Psychological stress is a known risk factor for inflammatory bowel disease (IBD), but the mechanisms linking stress to worsened disease remain unclear. Because distinct stress paradigms activate different neuroimmune circuits, it is critical to investigate model-specific effects. We examined how social stress primes the gut for heightened inflammation and whether this is mediated by specific neuroendocrine pathways, including α2-/β-adrenergic (sympathetic) or glucocorticoid/ corticotropin-releasing hormone receptor (CRHR1) (HPA axis) signaling. Mice were exposed to social disruption (SDR) stress and pretreated with pharmacological antagonists targeting α2-adrenergic receptors (idazoxan), β-adrenergic receptor (β-AR) (propranolol), glucocorticoid receptor (mifepristone), or CRHR1 (antalarmin). Intestinal epithelial cell (IEC) gene expression and microbiota composition were assessed following SDR. To determine disease impact, SDR was combined with either infection or dextran sulfate sodium (DSS)-induced colitis, with interventions including the β-AR inhibitor propranolol and the NADPH oxidase inhibitor apocynin. SDR significantly upregulated expression of Dual oxidase 2 , Dual oxidase maturation factor 2 , and inducible nitric oxide synthase 2 in IECs (2- to 8-fold, < 0.0001), effects reversed by β-AR blockade but not α2-adrenergic, CRH, or glucocorticoid inhibition. SDR also induced microbial dysbiosis, characterized by reduced alpha-diversity and compositional shifts, which was rescued by propranolol. Stress exacerbated disease severity in both infectious () and chemically induced (DSS) colitis, amplifying colonic expression of , , and especially. Apocynin mitigated stress-induced ROS/RNS production and body weight loss even prior to colitis onset, reduced colonic gene expression of key oxidative enzymes, and alleviated both chemically and infectious colitis severity. These findings provide strong evidence that social stress sensitizes the gut to inflammation through β-adrenergic and NADPH oxidase-driven oxidative stress, highlighting potential therapeutic targets for mitigating stress-exacerbated IBD.

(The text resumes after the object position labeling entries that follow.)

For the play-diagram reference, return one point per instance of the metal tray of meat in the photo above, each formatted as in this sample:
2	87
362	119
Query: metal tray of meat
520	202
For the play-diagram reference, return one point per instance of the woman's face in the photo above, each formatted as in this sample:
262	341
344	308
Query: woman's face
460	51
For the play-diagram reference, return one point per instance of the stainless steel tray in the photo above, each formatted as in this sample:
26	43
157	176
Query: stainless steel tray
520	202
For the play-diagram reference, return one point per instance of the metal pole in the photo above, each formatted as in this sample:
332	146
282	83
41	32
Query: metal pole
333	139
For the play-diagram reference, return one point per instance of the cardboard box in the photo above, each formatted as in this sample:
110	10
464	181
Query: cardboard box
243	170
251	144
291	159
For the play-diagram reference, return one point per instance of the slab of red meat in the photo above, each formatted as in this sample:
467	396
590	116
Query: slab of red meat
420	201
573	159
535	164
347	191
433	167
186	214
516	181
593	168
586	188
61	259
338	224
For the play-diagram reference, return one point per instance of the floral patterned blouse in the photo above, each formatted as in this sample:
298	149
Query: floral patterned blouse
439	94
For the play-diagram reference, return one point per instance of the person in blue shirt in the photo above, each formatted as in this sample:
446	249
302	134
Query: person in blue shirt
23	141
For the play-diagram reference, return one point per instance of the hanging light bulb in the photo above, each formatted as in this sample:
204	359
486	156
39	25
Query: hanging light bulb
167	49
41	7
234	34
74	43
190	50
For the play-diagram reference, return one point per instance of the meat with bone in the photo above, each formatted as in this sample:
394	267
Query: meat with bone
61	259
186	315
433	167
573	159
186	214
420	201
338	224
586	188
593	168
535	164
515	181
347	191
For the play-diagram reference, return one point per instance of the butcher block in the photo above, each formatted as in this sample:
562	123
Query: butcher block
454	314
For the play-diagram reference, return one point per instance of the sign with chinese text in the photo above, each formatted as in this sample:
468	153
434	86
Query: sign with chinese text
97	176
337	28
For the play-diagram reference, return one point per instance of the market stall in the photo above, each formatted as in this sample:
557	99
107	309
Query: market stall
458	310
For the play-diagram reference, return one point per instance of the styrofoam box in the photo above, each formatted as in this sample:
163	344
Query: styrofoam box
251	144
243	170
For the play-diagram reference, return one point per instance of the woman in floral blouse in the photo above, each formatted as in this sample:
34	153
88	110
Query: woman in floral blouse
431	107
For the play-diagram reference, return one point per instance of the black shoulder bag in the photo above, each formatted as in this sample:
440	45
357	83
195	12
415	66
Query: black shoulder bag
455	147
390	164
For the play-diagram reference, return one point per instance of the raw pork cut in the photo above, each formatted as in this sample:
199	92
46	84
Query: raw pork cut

心理压力是炎症性肠病(IBD)的一个已知风险因素,但压力与疾病恶化之间的联系机制仍不清楚。由于不同的应激模式会激活不同的神经免疫回路,因此研究特定模型的影响至关重要。我们研究了社会压力如何使肠道易于发生炎症加剧,以及这是否由特定的神经内分泌途径介导,包括α2-/β-肾上腺素能(交感神经)或糖皮质激素/促肾上腺皮质激素释放激素受体(CRHR1)(下丘脑-垂体-肾上腺轴)信号传导。将小鼠暴露于社会破坏(SDR)应激,并使用靶向α2-肾上腺素能受体(咪唑克生)、β-肾上腺素能受体(β-AR)(普萘洛尔)、糖皮质激素受体(米非司酮)或CRHR1(安他乐)的药理拮抗剂进行预处理。在SDR后评估肠道上皮细胞(IEC)基因表达和微生物群组成。为了确定疾病影响,将SDR与感染或葡聚糖硫酸钠(DSS)诱导的结肠炎相结合,干预措施包括β-AR抑制剂普萘洛尔和NADPH氧化酶抑制剂夹竹桃麻素。SDR显著上调了IEC中双氧化酶2、双氧化酶成熟因子2和诱导型一氧化氮合酶2的表达(2至8倍,<0.0001),β-AR阻断可逆转这些影响,但α2-肾上腺素能、促肾上腺皮质激素释放激素或糖皮质激素抑制则不能。SDR还诱导了微生物失调,其特征是α多样性降低和组成变化,普萘洛尔可使其恢复。压力加剧了感染性()和化学诱导(DSS)结肠炎的疾病严重程度,尤其放大了结肠中、和的表达。夹竹桃麻素甚至在结肠炎发作前就减轻了应激诱导的活性氧/氮氧化物产生和体重减轻,降低了关键氧化酶的结肠基因表达,并减轻了化学性和感染性结肠炎的严重程度。这些发现提供了强有力的证据,表明社会压力通过β-肾上腺素能和NADPH氧化酶驱动的氧化应激使肠道对炎症敏感,突出了减轻应激加剧的IBD的潜在治疗靶点。